とびっきり野菜料理がおいしいと評判の料理店「ごはん屋ヒバリ」に行ってきました。東京・世田谷、祖師谷大蔵駅から商店街を歩いて3分。2Fまで緑に囲まれて、ひっそり。店主の田中聖子さんは、もと化学の研究者だったそうです。なぜ料理を仕事に? 知りたくなりました。

※今回から4回にわたって、お話を伺います。田中聖子さんセレクトの「おいしいものスペシャルセット」プレゼントもあります。
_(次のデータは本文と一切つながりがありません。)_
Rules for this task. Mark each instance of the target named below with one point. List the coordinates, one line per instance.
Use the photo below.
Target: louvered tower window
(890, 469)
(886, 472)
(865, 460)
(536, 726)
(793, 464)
――野菜は苦手なのに、「ごはん屋ヒバリ」の野菜だけは食べられるという人がいます。
「ヒバリ」に来ると野菜を食べるのだけれど、家では野菜料理はまったく食べない。そういうお子さんがいます。舌は正直です。なぜなのだろう? と考えますよね。
――野菜の味、ですか?
野菜そのものがおいしいんです。広島の、ある農家さんから仕入れているのですが、味が濃く、力強い。15年前、たまたま出合った野菜がこんなにおいしくなかったら、私はお店を開いていなかったと思います。この味を伝えなければ! この野菜を引き立てる調理法は? と、使命感に燃えてしまった(笑)。
――なぜ、そんなにおいしいのでしょう。
固定種、在来種といって、昔からある種から作り続けてきた野菜だから、「自然」を食べているのと同じなんですね。日本には四季があって、最も栄養価も味もよい旬がある。食べる私たちも、その時々に「おいしい」と感じるカラダなのだと思います。
――おいしいとは理由があるのですね。
春には、山菜。暑い夏には、ナスやきゅうり、葉物も。寒くなれば、きのこや根菜類。自然の流れで食べていく理由があると思っています。私自身、実感しています。固定種の野菜に出合ってから、調味料も添加物のない伝統製法のものに替えていったら、いつの間にか目がよくなって(笑)。でも、考えたら不思議でも何でもないですよね? 目も脳も、内臓、皮膚……すべて食べたものからできているのですから。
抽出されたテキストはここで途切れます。